L'arbre des tropiques
de Yukio Mishima

critiqué par Perlimplim, le 9 juin 2011
(Paris - 47 ans)


La note:  étoiles
Rouge tragédie
Un père de famille richissime, heureux d'être lui-même; une femme, beaucoup plus jeune que son mari, et se pliant à tous les caprices de celui-ci; une fille malade, dont la mort prochaine est annoncée; un fils faible et lâche, manipulé et par sa mère et par sa soeur; une tante dont le rôle est d'accompagner les vivants jusqu'au rivage de la mort. Cinq personnages pour une tragédie qui est, sans conteste, un des sommets de l'oeuvre de Mishima. Car si le romancier est plus connu en France que le dramaturge, Mishima prouve, avec "L"Arbre des tropiques", toute son affinité avec le théâtre. Et on ne peut que s'étonner que son oeuvre ne soit pas plus souvent à l'affiche. "L'Arbre des tropiques" dégage une force proprement inouïe, et se lit d'une seule traite, tant la tension dramatique monte et ne se dénoue qu'à la dernière réplique.
Si la pièce se passe au Japon, Mishima parvient à donner à son oeuvre un caractère universel. Tout sur scène est épuré à l'extrême, et donne aux événements un aspect intemporel. Le spectateur/lecteur est convié à une tragédie, selon la définition de Mishima, où l'intrigue se joue au cours de la même journée. La tante Nobuko assume le rôle de la messagère de la mort, et se contente d'assister et de commenter les événements. Le frère et la soeur, qui développent une laison incestueuse, forment un double projet de parricide et de matricide. Mais devant l'échec de la mort du père et de la mère au cours de la pièce, les deux enfants finiront par se suicider. Les dernières répliques sont confiées à la mère, qui, de façon indirecte, annonce à son mari qu'elle finira bien par le tuer. La tragédie grecque n'est donc pas loin, et cette famille rappelle consciemment celle des Atrides.
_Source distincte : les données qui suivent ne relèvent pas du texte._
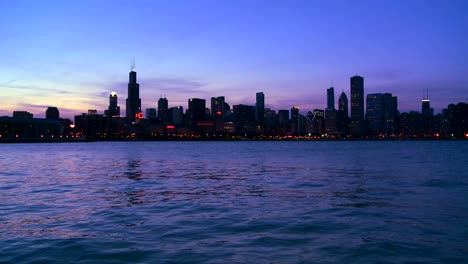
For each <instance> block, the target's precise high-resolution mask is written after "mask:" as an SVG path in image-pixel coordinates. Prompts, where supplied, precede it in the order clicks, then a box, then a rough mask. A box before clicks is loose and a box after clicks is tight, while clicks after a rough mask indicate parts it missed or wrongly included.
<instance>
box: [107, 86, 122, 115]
mask: <svg viewBox="0 0 468 264" xmlns="http://www.w3.org/2000/svg"><path fill="white" fill-rule="evenodd" d="M104 114H105V115H106V116H110V117H112V116H120V106H118V105H117V94H116V93H115V92H112V93H110V95H109V108H108V109H107V111H105V113H104Z"/></svg>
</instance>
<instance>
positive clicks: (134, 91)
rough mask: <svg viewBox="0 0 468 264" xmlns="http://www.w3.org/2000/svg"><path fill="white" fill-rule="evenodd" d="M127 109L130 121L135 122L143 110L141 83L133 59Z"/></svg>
mask: <svg viewBox="0 0 468 264" xmlns="http://www.w3.org/2000/svg"><path fill="white" fill-rule="evenodd" d="M126 111H127V116H126V117H127V120H128V121H129V122H135V118H136V115H137V114H138V113H140V112H141V99H140V85H139V84H138V83H137V79H136V70H135V61H132V66H131V69H130V73H129V82H128V97H127V108H126Z"/></svg>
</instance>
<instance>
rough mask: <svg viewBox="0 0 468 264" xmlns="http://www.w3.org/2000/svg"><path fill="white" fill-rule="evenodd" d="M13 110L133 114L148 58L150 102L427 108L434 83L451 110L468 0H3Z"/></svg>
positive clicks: (465, 74) (462, 57)
mask: <svg viewBox="0 0 468 264" xmlns="http://www.w3.org/2000/svg"><path fill="white" fill-rule="evenodd" d="M0 10H2V16H0V33H1V36H2V38H1V40H0V57H1V63H0V91H1V92H0V116H3V115H8V116H11V114H12V112H13V111H14V110H26V111H30V112H32V113H34V115H35V117H43V116H44V112H45V109H46V108H47V106H57V107H58V108H59V110H60V112H61V116H63V117H69V118H72V117H73V115H77V114H80V113H82V112H86V111H87V109H97V110H98V111H99V112H100V113H102V112H103V111H104V109H106V108H107V105H108V94H109V93H110V92H112V91H116V92H117V93H118V95H119V105H120V106H121V113H122V114H124V113H125V99H126V97H127V82H128V72H129V70H130V62H131V60H132V59H135V60H136V69H137V72H138V82H139V83H140V94H141V99H142V110H143V111H144V110H145V109H146V108H150V107H156V106H157V100H158V98H159V97H160V95H161V94H165V95H166V97H167V98H168V100H169V106H170V107H172V106H178V105H181V106H183V107H184V109H186V108H187V99H188V98H195V97H198V98H204V99H206V100H207V106H209V100H210V98H211V97H213V96H223V95H224V96H225V97H226V101H227V102H228V103H229V104H231V105H233V104H239V103H243V104H254V101H255V93H256V92H259V91H263V92H264V93H265V101H266V106H267V107H271V108H273V109H276V110H278V109H290V108H291V107H292V106H294V105H298V106H299V107H300V109H301V112H303V113H306V112H307V111H308V110H312V109H315V108H321V109H323V108H325V106H326V89H327V88H328V87H329V86H330V85H331V83H332V82H333V85H334V87H335V98H336V99H335V101H337V100H338V96H339V94H340V93H341V91H345V93H346V94H347V95H348V97H349V78H350V77H351V76H353V75H355V74H358V75H361V76H363V77H364V78H365V93H366V94H367V93H378V92H389V93H392V94H393V95H396V96H398V100H399V109H400V111H409V110H420V102H421V99H422V97H423V91H424V90H426V89H428V90H429V97H430V99H431V105H432V106H433V107H434V108H435V110H436V112H439V111H440V110H441V109H442V108H445V107H446V106H447V105H448V104H449V103H457V102H462V101H465V102H466V101H468V68H467V66H466V65H467V62H468V50H467V49H468V34H467V32H468V16H467V15H466V14H467V12H466V11H467V10H468V1H457V0H450V1H431V0H424V1H422V0H421V1H419V0H409V1H395V0H392V1H384V0H382V1H344V0H343V1H334V0H331V1H314V0H306V1H275V0H268V1H263V0H255V1H244V0H232V1H217V0H216V1H215V0H213V1H202V0H197V1H155V0H151V1H84V0H83V1H71V0H65V1H45V0H38V1H32V0H30V1H2V2H1V3H0Z"/></svg>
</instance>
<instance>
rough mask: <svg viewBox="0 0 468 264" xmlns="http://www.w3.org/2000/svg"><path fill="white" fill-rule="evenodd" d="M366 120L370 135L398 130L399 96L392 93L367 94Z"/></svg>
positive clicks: (369, 133) (380, 133) (381, 133)
mask: <svg viewBox="0 0 468 264" xmlns="http://www.w3.org/2000/svg"><path fill="white" fill-rule="evenodd" d="M366 105H367V107H366V121H367V124H368V129H369V130H368V132H369V134H370V135H379V134H387V135H390V134H393V133H394V132H395V130H396V117H397V114H398V110H397V107H398V106H397V97H396V96H392V94H390V93H385V94H381V93H375V94H368V95H367V96H366Z"/></svg>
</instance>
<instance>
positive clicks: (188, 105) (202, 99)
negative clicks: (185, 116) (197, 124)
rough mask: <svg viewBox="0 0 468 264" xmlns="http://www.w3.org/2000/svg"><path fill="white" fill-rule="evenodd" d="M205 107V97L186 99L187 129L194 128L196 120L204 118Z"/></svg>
mask: <svg viewBox="0 0 468 264" xmlns="http://www.w3.org/2000/svg"><path fill="white" fill-rule="evenodd" d="M205 109H206V101H205V99H200V98H191V99H189V100H188V110H187V120H188V128H189V129H191V130H194V129H195V128H196V124H197V122H199V121H202V120H204V119H205Z"/></svg>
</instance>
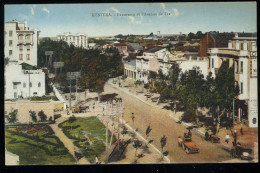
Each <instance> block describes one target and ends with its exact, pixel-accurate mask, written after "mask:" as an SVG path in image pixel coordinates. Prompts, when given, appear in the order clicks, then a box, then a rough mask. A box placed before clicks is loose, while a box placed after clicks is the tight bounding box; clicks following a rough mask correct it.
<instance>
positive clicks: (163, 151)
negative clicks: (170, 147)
mask: <svg viewBox="0 0 260 173" xmlns="http://www.w3.org/2000/svg"><path fill="white" fill-rule="evenodd" d="M160 142H161V149H162V159H163V157H164V156H165V154H166V155H167V154H168V152H167V151H163V148H164V147H165V145H166V142H167V138H166V137H165V135H163V136H162V137H161V140H160Z"/></svg>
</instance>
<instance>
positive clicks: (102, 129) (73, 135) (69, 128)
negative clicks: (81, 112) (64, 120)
mask: <svg viewBox="0 0 260 173" xmlns="http://www.w3.org/2000/svg"><path fill="white" fill-rule="evenodd" d="M59 127H60V128H62V130H63V132H64V134H65V135H67V136H68V137H69V138H70V139H73V140H74V144H75V145H76V146H78V147H79V148H80V149H81V151H82V154H83V155H84V156H86V157H87V159H88V160H89V161H90V162H94V159H95V157H96V156H97V157H99V158H100V156H101V155H102V154H104V152H105V148H106V147H105V142H106V127H105V126H104V125H103V124H102V123H101V122H100V121H99V119H98V118H96V117H87V118H77V119H76V121H74V122H73V123H72V124H70V123H69V122H68V121H65V122H63V123H61V124H59ZM85 134H86V135H87V136H88V137H89V140H90V141H89V140H87V139H86V137H85ZM108 139H109V140H110V132H109V138H108ZM113 141H115V137H113Z"/></svg>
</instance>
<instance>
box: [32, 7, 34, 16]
mask: <svg viewBox="0 0 260 173" xmlns="http://www.w3.org/2000/svg"><path fill="white" fill-rule="evenodd" d="M31 14H32V15H34V9H33V8H32V7H31Z"/></svg>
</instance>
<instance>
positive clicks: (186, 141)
mask: <svg viewBox="0 0 260 173" xmlns="http://www.w3.org/2000/svg"><path fill="white" fill-rule="evenodd" d="M178 145H179V147H182V149H183V150H185V152H186V153H187V154H190V153H199V151H200V150H199V146H198V145H197V144H196V143H195V142H193V141H192V140H191V135H189V134H188V133H184V137H181V136H179V137H178Z"/></svg>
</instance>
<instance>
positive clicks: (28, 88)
mask: <svg viewBox="0 0 260 173" xmlns="http://www.w3.org/2000/svg"><path fill="white" fill-rule="evenodd" d="M38 36H39V31H37V30H34V29H29V27H28V26H27V22H24V23H19V22H17V21H12V22H6V23H5V46H4V50H5V58H9V63H8V64H7V65H6V66H5V99H15V98H19V97H23V98H28V97H32V96H43V95H45V73H44V72H43V71H42V70H40V69H37V67H35V66H37V44H38ZM22 64H23V65H22ZM28 69H30V70H28Z"/></svg>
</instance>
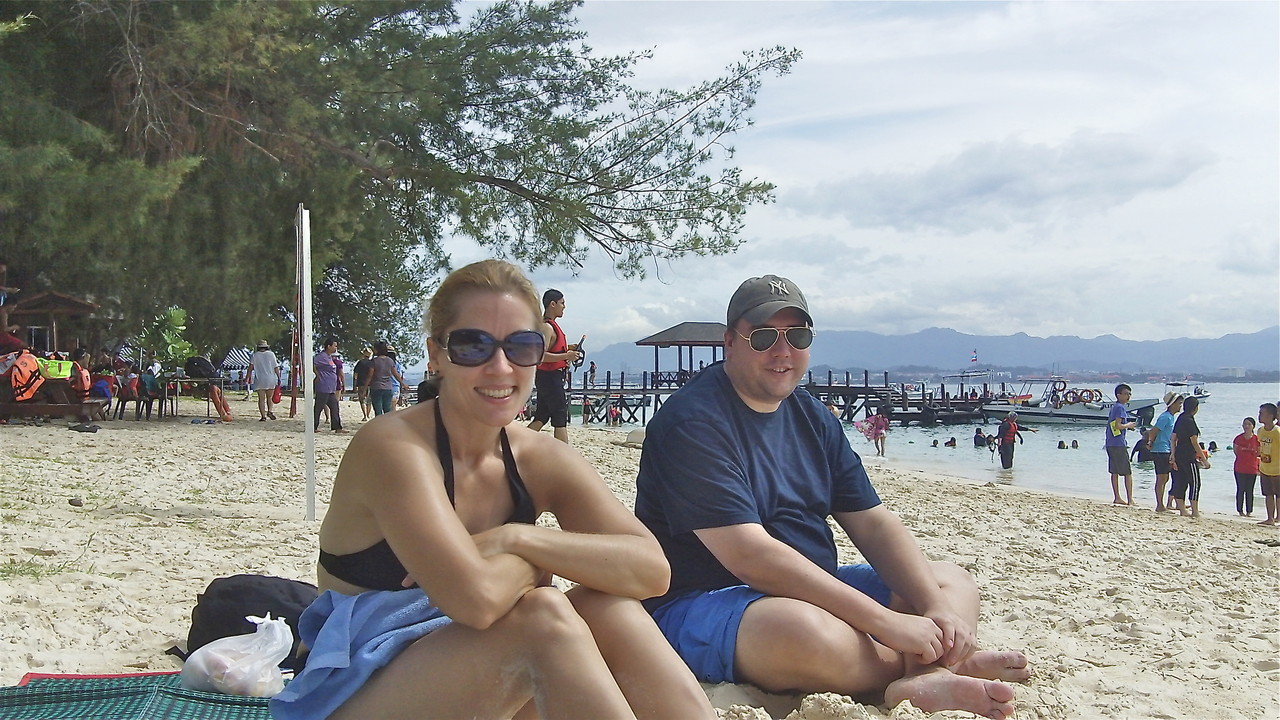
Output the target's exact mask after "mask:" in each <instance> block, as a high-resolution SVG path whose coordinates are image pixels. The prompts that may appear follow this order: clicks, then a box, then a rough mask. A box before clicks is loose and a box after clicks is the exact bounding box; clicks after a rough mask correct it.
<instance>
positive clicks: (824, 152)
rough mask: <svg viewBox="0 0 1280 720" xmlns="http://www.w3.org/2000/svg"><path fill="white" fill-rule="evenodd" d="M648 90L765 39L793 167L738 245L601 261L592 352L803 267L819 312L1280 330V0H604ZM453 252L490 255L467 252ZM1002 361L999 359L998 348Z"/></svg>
mask: <svg viewBox="0 0 1280 720" xmlns="http://www.w3.org/2000/svg"><path fill="white" fill-rule="evenodd" d="M579 17H580V19H581V26H582V28H584V29H586V31H588V32H589V41H588V42H589V44H590V45H591V46H593V47H595V49H596V50H599V51H602V53H616V51H626V50H641V49H652V50H653V53H654V58H653V60H649V61H646V63H644V64H643V65H641V67H640V68H639V74H637V78H636V85H640V86H644V87H658V86H664V87H685V86H691V85H694V83H696V82H699V81H703V79H708V78H710V77H716V76H717V74H719V73H721V72H722V70H723V68H726V67H727V65H730V64H732V63H733V61H735V60H737V59H739V58H740V55H741V53H742V51H744V50H749V49H759V47H769V46H776V45H782V46H787V47H796V49H799V50H801V51H803V53H804V58H803V59H801V60H800V61H799V63H797V64H796V67H795V68H794V70H792V73H791V74H788V76H785V77H769V78H767V79H765V82H764V87H763V90H762V91H760V94H759V96H758V104H756V106H755V110H754V118H755V127H753V128H750V129H749V131H748V132H746V133H742V135H740V136H737V137H736V138H733V145H735V146H736V149H737V156H736V161H737V163H739V165H740V167H741V168H742V169H744V174H745V176H748V177H758V178H762V179H765V181H769V182H772V183H774V184H777V202H776V204H773V205H769V206H763V208H754V209H751V210H750V211H749V214H748V218H746V228H745V231H744V240H745V242H744V246H742V247H741V249H740V250H739V251H737V252H736V254H733V255H730V256H722V258H705V259H699V258H692V259H686V260H680V261H676V263H672V264H669V265H664V266H662V268H660V269H659V273H657V274H655V275H654V277H650V278H649V279H645V281H623V279H618V278H616V277H614V274H613V273H612V272H611V268H609V265H608V263H607V260H605V258H604V256H603V255H600V256H595V258H593V260H591V261H590V263H589V264H588V266H586V268H585V269H584V270H581V272H579V273H577V274H573V273H570V272H568V270H540V272H538V273H535V274H534V275H532V277H534V282H535V283H536V284H538V286H539V288H545V287H557V288H559V290H562V291H564V293H566V295H567V300H568V310H567V313H566V318H564V320H563V322H562V327H563V328H564V329H566V333H568V334H570V336H573V337H576V336H577V334H581V333H589V336H590V340H589V341H588V342H589V347H591V346H594V347H596V348H600V347H604V346H605V345H611V343H613V342H632V341H635V340H639V338H641V337H644V336H646V334H650V333H654V332H657V331H660V329H664V328H667V327H671V325H673V324H676V323H680V322H684V320H719V322H723V316H724V306H726V304H727V301H728V297H730V295H732V292H733V288H736V287H737V284H739V282H741V281H742V279H745V278H748V277H751V275H759V274H765V273H776V274H781V275H786V277H790V278H791V279H794V281H795V282H796V283H797V284H800V287H801V288H803V290H804V291H805V295H806V296H808V297H809V302H810V306H812V310H813V314H814V319H815V322H817V325H818V328H819V329H863V331H874V332H881V333H890V334H905V333H911V332H915V331H920V329H924V328H928V327H947V328H954V329H956V331H960V332H965V333H974V334H1011V333H1016V332H1025V333H1028V334H1033V336H1042V337H1043V336H1052V334H1074V336H1082V337H1096V336H1100V334H1107V333H1111V334H1115V336H1119V337H1123V338H1126V340H1162V338H1172V337H1219V336H1221V334H1225V333H1233V332H1245V333H1247V332H1254V331H1258V329H1262V328H1266V327H1270V325H1275V324H1277V323H1280V129H1277V128H1280V40H1277V38H1280V4H1277V3H1272V1H1256V3H1230V1H1216V0H1211V1H1203V3H1194V1H1185V3H1166V1H1146V3H1082V1H1047V3H1039V1H1037V3H860V1H844V3H808V1H794V0H786V1H785V0H773V1H751V3H748V1H717V3H698V1H678V3H677V1H635V0H612V1H611V0H594V1H593V0H589V1H588V4H586V6H585V8H582V9H581V10H580V12H579ZM451 251H452V254H453V259H454V263H456V264H461V263H466V261H470V260H474V259H477V258H479V255H477V254H476V250H475V249H474V247H471V246H468V245H467V243H462V242H458V243H456V245H451ZM992 360H996V359H992Z"/></svg>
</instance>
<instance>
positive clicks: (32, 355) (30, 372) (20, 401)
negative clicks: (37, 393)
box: [9, 350, 45, 402]
mask: <svg viewBox="0 0 1280 720" xmlns="http://www.w3.org/2000/svg"><path fill="white" fill-rule="evenodd" d="M9 384H10V386H13V400H14V402H26V401H28V400H31V398H32V397H36V392H37V391H40V386H42V384H45V378H42V377H40V364H38V363H36V356H35V355H32V354H31V351H29V350H23V351H22V354H20V355H18V360H15V361H14V364H13V369H12V370H10V372H9Z"/></svg>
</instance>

Les sentiments sont violents, les paroles acérées comme des lames. Mishima scrute chacun de ses personnages au scalpel. Il ne met en scène que les passions, dans une oeuvre où, curieusement, les actes sont voués à l'echec. Le frère et la soeur se suicident hors de la scène, et la mort imminente du père n'est qu'annoncée. Le théâtre est donc celui des affrontements (verbaux) des différents personnages et de leurs passions. Mishima a réussi le tour de force d'écrire une tragédie, qui, pour être aussi violente que sanglante, est tout aussi pleine de pudeur et de retenue. Une oeuvre majeure de la littérature dramatique du XXème siècle.